The parade ground was overlaid with a solemn stillness; the moon soundlessly spilled its beams on the ground. Owls and bats cast gliding shadows from above; the eyes of feral dogs flashed on the edges. You pilferers of putrid flesh, are you waiting to feast on the bodies of those who lie where they died? No one has come to collect my subjects’ bodies, which lie in the moonlight waiting for the sun’s rays. Yuan Shikai and von Ketteler are engaged in revelry, drinking good wine and enjoying fine food brought to them from sizzling woks in the yamen kitchen. Are you not worried that I will put Sun Bing out of his misery? You must know that if I want to go on living, Sun Bing will not die. What you do not know is that I have no desire to go on living. I want to follow my wife’s lead and sacrifice myself for the Great Qing Nation after ending Sun Bing’s life. I want it to be his dead body that is the focus of your rail line ceremony, to let your train pass by a Chinese corpse as it rumbles down the track.

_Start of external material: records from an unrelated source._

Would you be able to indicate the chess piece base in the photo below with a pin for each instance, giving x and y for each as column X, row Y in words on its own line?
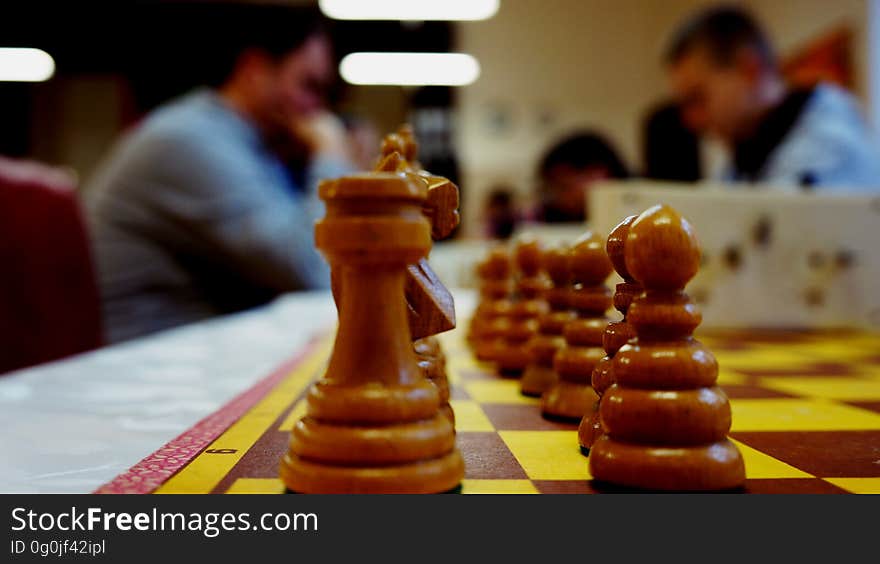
column 427, row 476
column 567, row 400
column 714, row 467
column 589, row 431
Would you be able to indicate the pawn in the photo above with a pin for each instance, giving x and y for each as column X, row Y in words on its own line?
column 432, row 361
column 512, row 356
column 617, row 333
column 572, row 396
column 539, row 375
column 490, row 317
column 665, row 420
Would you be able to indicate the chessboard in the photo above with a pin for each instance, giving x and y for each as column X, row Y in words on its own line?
column 805, row 405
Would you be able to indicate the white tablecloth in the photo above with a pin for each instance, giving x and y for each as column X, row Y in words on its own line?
column 72, row 425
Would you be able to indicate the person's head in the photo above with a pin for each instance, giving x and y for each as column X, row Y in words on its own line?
column 723, row 72
column 569, row 168
column 276, row 62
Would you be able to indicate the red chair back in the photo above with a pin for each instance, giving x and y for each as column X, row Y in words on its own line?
column 49, row 305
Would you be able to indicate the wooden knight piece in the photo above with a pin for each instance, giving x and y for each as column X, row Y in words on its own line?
column 665, row 420
column 373, row 422
column 617, row 333
column 572, row 396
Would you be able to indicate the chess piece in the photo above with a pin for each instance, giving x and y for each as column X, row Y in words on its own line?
column 527, row 305
column 373, row 422
column 617, row 333
column 572, row 396
column 432, row 361
column 665, row 421
column 491, row 319
column 431, row 308
column 539, row 375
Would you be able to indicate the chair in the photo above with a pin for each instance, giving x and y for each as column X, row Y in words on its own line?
column 49, row 304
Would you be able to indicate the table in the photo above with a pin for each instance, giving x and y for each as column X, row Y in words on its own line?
column 72, row 425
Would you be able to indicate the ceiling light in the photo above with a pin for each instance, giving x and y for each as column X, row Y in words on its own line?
column 19, row 64
column 410, row 69
column 418, row 10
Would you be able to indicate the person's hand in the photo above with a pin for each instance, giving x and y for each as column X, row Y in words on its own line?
column 323, row 134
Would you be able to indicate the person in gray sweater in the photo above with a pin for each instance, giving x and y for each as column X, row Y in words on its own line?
column 196, row 212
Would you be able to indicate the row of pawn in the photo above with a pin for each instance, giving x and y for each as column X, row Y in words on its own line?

I staggered up to the Ascension Platform. Sun Bing’s Ascension Platform; Zhao Jia’s Ascension Platform; Qian Ding’s Ascension Platform. A lantern hung high above the platform, identified as belonging to the Main Hall of the county yamen. My gaze took in the listless yayi standing like marionettes at the platform’s edge, red-and-black batons gripped tightly in their hands. An earthenware pot in which herbal medicine stewed sat atop a small wood-burning stove directly beneath the lantern, sending steam into the air and spraying ginseng fragrance in all directions. Zhao Jia was sitting beside the stove, his narrow, dark face lit up by the fire’s light, his arms wrapped around his knees, on which he was resting his chin. He was staring intently at the flames licking out of the stove’s belly, like a youngster lost in dreams. Xiaojia was leaning against a post behind his father, legs spread apart to accommodate a container of sheep’s intestines, which he was stuffing into steaming cakes before cramming them into his mouth as if he were alone up there. Sun Meiniang was leaning against another post across from Xiaojia, her head lolled to the side, her face hidden behind a mass of uncombed hair. Looking more dead than alive, she had lost every vestige of her once-graceful bearing. I was able to distinguish the hazy outline of Sun Bing’s face behind the gauzy curtain. His low moans told me that he was barely hanging on. The stench of his body was drawing hordes of owls to the site, where they soared in the sky directly above, the silence broken by their frequent chilling screeches. Sun Bing, you should be dead by now, meow meow , that Maoqiang opera of yours is a fount of myriad feelings, and now the sound that has such complex implications—that meow —has actually made a wild dash out of my mouth, meow meow . Sun Bing, it all happened because I was so muddleheaded, blessed or cursed with a soft heart, always cautious and indecisive, a mind too cluttered to see through their cunning scheme. Keeping you alive cost the lives of too many of Northeast Gaomi Township’s residents and cut Maoqiang opera off from its future. Meow meow

I woke the club-wielding yayi out of their stupor and told them to go home to sleep, that I would take care of things up on the platform. I’d just taken a heavy load from their shoulders, and they scooted down the plank, dragging their clubs behind them, as if they feared I’d change my mind; they vanished into the moonlight.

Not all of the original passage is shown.